More than 650 young people across Australia took part in the ‘Economic Participation and Employment Pathways Project’ for the Y, funded by the Australian Government’s Youth Advocacy Support Grants Scheme. Its findings concluded that:

  • 80%* had either themselves faced challenges in finding or retaining employment, or knew someone who had.
  • 90%* of those living in regional or remote areas said there was not enough opportunities to work in the area where they live, and
  • 53%* said they don’t believe what they learned at school helped them find the job they want.
  • Just over half of those surveyed (56%) indicated they were aware of their rights as employees and in the workplace.

Many of the barriers and concerns identified by young people related to:

  • A lack of available jobs where young people lived
  • Transport issues
  • Lack of experience
  • Discrimination
  • Mental health and wellbeing
  • Aligning passions and interest with work
  • Understanding the process and the system.

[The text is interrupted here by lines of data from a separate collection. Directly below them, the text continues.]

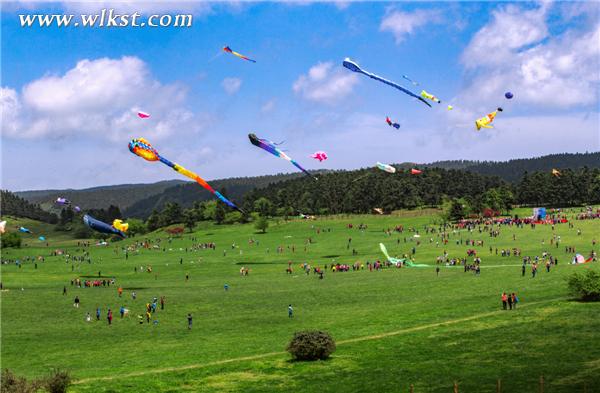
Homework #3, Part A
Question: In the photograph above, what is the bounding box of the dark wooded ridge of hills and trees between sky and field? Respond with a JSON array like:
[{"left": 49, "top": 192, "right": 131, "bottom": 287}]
[{"left": 13, "top": 152, "right": 600, "bottom": 225}]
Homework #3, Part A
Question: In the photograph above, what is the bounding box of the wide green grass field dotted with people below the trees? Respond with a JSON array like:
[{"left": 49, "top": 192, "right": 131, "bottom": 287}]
[{"left": 1, "top": 209, "right": 600, "bottom": 393}]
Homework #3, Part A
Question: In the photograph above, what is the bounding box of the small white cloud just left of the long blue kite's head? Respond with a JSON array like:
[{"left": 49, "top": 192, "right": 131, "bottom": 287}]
[{"left": 292, "top": 62, "right": 358, "bottom": 104}]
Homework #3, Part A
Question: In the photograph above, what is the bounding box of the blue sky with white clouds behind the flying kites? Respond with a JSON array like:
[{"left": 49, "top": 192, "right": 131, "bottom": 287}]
[{"left": 0, "top": 1, "right": 600, "bottom": 190}]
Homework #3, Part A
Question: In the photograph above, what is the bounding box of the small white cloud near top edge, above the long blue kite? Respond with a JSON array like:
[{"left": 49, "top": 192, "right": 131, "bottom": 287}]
[{"left": 379, "top": 10, "right": 441, "bottom": 44}]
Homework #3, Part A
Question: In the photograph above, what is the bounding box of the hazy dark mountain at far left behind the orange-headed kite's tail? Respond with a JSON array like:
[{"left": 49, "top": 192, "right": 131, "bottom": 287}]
[{"left": 15, "top": 180, "right": 186, "bottom": 210}]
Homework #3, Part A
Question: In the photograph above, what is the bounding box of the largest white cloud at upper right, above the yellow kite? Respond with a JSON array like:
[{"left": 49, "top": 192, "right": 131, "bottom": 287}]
[{"left": 456, "top": 4, "right": 600, "bottom": 109}]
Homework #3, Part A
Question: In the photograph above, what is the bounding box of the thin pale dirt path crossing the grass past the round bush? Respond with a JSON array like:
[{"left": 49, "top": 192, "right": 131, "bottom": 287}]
[{"left": 73, "top": 298, "right": 563, "bottom": 385}]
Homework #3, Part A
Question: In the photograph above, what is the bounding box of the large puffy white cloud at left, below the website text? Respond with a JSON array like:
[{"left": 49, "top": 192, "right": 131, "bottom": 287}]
[{"left": 1, "top": 57, "right": 200, "bottom": 141}]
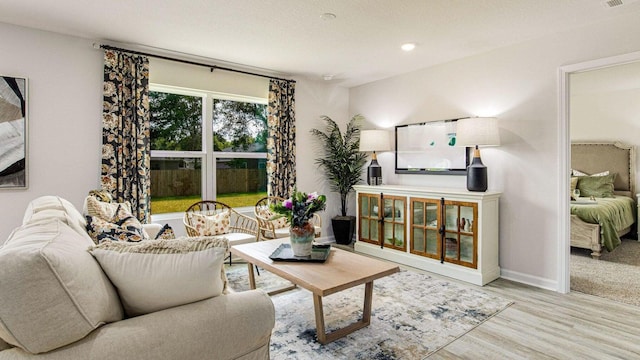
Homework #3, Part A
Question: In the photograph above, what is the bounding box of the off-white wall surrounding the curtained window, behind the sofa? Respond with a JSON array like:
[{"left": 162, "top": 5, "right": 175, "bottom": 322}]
[{"left": 0, "top": 23, "right": 349, "bottom": 243}]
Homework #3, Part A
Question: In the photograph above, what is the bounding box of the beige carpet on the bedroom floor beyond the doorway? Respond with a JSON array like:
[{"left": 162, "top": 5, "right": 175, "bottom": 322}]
[{"left": 570, "top": 239, "right": 640, "bottom": 306}]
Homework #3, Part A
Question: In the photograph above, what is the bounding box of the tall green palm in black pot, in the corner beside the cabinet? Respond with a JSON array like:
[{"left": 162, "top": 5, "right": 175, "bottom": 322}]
[{"left": 311, "top": 115, "right": 366, "bottom": 244}]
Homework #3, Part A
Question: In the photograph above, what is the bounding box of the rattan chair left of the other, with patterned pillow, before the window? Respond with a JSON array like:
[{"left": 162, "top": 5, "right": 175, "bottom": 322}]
[{"left": 183, "top": 200, "right": 258, "bottom": 262}]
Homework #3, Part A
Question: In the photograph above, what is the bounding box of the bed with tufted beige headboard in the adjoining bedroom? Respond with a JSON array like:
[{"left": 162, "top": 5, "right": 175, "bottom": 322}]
[{"left": 571, "top": 142, "right": 637, "bottom": 259}]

The 7 key policy recommendations from young people were:

  • A national initiative focusing on life-ready and work-ready skills for young people
  • Secondary education curriculum reform including a greater focus on skills-based outcomes
  • Investment in youth specific and -targeted employment initiatives tailored to local youth needs
  • Mandatory minimum requirements for mental health and wellbeing support in the workplace.
  • Funding for a suite of programs to ensure workplace diversity, inclusion and psychological safety
  • Funding for suite of programs co-designed by Aboriginal and Torres Strait Island people to ensure culturally safe employment practices
  • Place-based initiatives in regional, rural and remote areas to optimise the engagement and employment of young people in these areas.

The Y solution  

The Y also has a real solution to many of these issues and continues to seek support to establish our new Y Careers Agency.  Modelling has shown this initiative could give 25,000 young people meaningful jobs over the next five years. It would provide mentoring and training in up to 42 ‘hot spot’ regions across Australia where there is a high demand for carers and young people needing employment.

“Our solution will help create a pipeline of workers for the aged care sector – where there is a critical skill shortage and we will see vast increases in demand in the coming decade. The same is true for disability and child care. Y Career Agency would also help keep young people in their local communities and enable more Australians to ‘age in place’,” said Susannah LeBron, National Advocate for Youth Employment for the Y, and CEO of the Y NSW.

“The care sector shortages across Australia are critical, and in most states and territories the youth unemployment rates and underemployment rates remain unacceptably high.

“Many young people are scarred from their experiences during the global pandemic and need structured support to gain entry into the workforce, to change careers, and to secure stable and meaningful employment. The Y can provide that for young people and provide pathways to a wide range of stable, caring careers that they may not have considered before – including aged care, in home care, care for people living with disabilities and childcare.

“Our new research clearly backs up the need for the very real solution we’ve had on the table for over a year, and we hope that the Government will take a closer look at the Y Careers Agency and invest in this as a solution. For us, and for many of the employers we’ve spoken with, it’s a no-brainer.”

*300 young people were surveyed, with another 350 taking place in facilitated in-person and online workshops run by young people engaged by the Y, to gain more in-depth feedback on the issues.